Pipeline: Two-Step Classifier
Overview
The two-step classifier approach identifies a minimal gene panel that distinguishes tolerant from sensitive phenotypes through:
- Step 1: Rank genes based on reproducibility, directionality consistency, and heterogeneity across datasets
- Step 2: Use logistic regression to find the minimum gene set that achieves good classification
Status: ✅ Validated - Produced the working 6-gene classifier panel
When to Use This Approach
✅ Use when:
- You want a minimal gene panel for practical application (< 10 genes)
- You have multiple independent datasets to assess reproducibility
- You need cross-study validation (LOSO)
- You don’t want to exclude innate biomarkers (constitutively different)

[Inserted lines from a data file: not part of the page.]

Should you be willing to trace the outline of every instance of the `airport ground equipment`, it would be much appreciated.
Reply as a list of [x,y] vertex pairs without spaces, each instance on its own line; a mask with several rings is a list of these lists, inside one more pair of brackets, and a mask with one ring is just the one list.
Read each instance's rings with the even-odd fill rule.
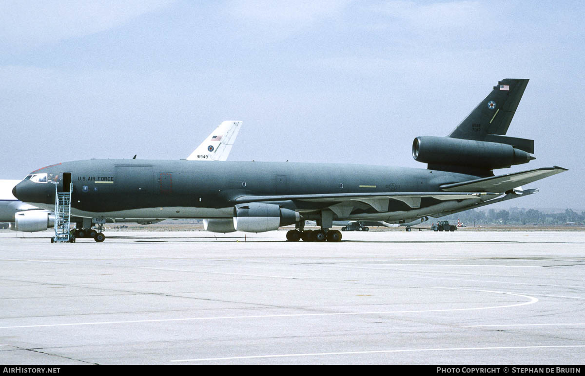
[[437,224],[431,226],[431,229],[433,231],[455,231],[457,227],[450,224],[449,221],[439,221]]
[[[535,159],[533,140],[505,135],[528,82],[504,79],[449,135],[415,138],[412,157],[426,168],[88,159],[36,170],[12,193],[25,203],[48,209],[54,197],[47,182],[68,175],[73,182],[71,213],[90,221],[207,218],[208,229],[248,232],[294,224],[295,229],[287,234],[291,241],[338,241],[335,221],[406,226],[417,218],[439,218],[525,197],[537,190],[520,187],[566,171],[553,166],[494,173]],[[305,231],[306,221],[315,221],[321,229]]]
[[71,231],[71,192],[73,183],[69,183],[68,189],[59,192],[59,184],[55,183],[55,236],[51,243],[75,243],[75,235]]

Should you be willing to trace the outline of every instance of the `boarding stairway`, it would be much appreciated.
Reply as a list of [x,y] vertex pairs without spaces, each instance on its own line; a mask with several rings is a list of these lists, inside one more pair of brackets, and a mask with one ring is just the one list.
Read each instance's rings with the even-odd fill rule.
[[68,190],[58,192],[55,184],[55,236],[51,243],[74,243],[75,236],[71,234],[71,192],[73,184],[69,183]]

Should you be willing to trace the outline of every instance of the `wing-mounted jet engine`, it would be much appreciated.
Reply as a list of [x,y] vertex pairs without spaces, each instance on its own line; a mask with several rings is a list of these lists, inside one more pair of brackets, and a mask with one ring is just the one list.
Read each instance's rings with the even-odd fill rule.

✅ Advantages over stepwise:
- Doesn’t require control groups
- Preserves innate biomarkers
- Reproducibility-focused (prioritizes genes consistent across studies)

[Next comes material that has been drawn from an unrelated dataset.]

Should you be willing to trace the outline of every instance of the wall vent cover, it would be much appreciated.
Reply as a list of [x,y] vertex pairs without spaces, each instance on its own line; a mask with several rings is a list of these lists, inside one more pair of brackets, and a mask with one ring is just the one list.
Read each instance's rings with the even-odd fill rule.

- Designed for minimal feature sets (logistic regression handles small gene counts)
The Pipeline
Prerequisites
- Multiple RNA-seq datasets with comparable phenotype labels (tolerant/sensitive)
- Gene count matrices for each dataset
- Metadata with phenotype labels
- Shared gene annotation across datasets
Input Data Structure
This approach uses post-data integration:
- Analyze each dataset independently first
- Compare results across datasets
- Identify reproducible signals
Dataset 1: [counts, metadata with phenotype]

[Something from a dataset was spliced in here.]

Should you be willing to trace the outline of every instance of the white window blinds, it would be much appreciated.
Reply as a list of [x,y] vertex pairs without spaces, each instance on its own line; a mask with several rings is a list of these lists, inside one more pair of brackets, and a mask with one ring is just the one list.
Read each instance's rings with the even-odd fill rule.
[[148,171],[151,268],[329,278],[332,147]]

Dataset 2: [counts, metadata with phenotype]
Dataset 3: [counts, metadata with phenotype]
...
Important: Do NOT pool datasets before analysis (see Problem Framing - Big Lesson #1)
Step 1: Reproducibility-Based Gene Ranking
Goal
Identify genes that consistently differentiate phenotypes across multiple studies
Criteria
For each gene, assess:
- Reproducibility: Gene is differentially expressed in multiple datasets
- Directionality consistency: Direction of fold change is same across datasets (e.g., always upregulated in tolerant)
- Heterogeneity: Variance in expression within phenotype groups
Implementation Approach
# Pseudocode for Step 1
for each_dataset in datasets:
# Run differential expression
deg_results[dataset] = DESeq2(
counts=dataset.counts,
design="~ phenotype"
)
# Score genes across datasets
gene_scores = {}
for gene in all_genes:
# Count how many datasets show significant DE
reproducibility = count_significant_across_datasets(gene, deg_results)
# Check directionality consistency
fold_changes = [deg_results[ds][gene].log2FC for ds in datasets]
directionality = 1.0 if all_same_sign(fold_changes) else 0.0
# Assess heterogeneity
heterogeneity = calculate_within_group_variance(gene, datasets)
# Combined score
gene_scores[gene] = (
reproducibility * directionality / heterogeneity
)
# Rank genes by score
ranked_genes = sort_descending(gene_scores)
Output
Ranked list of candidate genes, prioritizing those that:
- Appear as DEGs in multiple datasets
- Show consistent direction of change
- Have low within-group variance (high between-group separation)
Step 2: Logistic Regression for Minimal Panel
Goal
Find the smallest set of genes that achieves good classification accuracy
Method
Use logistic regression with regularization (LASSO or elastic net) to select features:
# Pseudocode for Step 2
# Start with top N genes from Step 1 (e.g., top 50-100)
candidate_genes = ranked_genes[:100]
# Prepare training data (combined datasets)
X_train = combined_expression_matrix[candidate_genes]
y_train = phenotype_labels # tolerant vs. sensitive
# Fit logistic regression with LASSO regularization
from sklearn.linear_model import LogisticRegressionCV
clf = LogisticRegressionCV(
penalty='l1', # LASSO for feature selection
solver='liblinear',
cv=5, # cross-validation to find optimal regularization
max_iter=1000
)
clf.fit(X_train, y_train)
# Extract selected genes (non-zero coefficients)
selected_genes = candidate_genes[clf.coef_[0] != 0]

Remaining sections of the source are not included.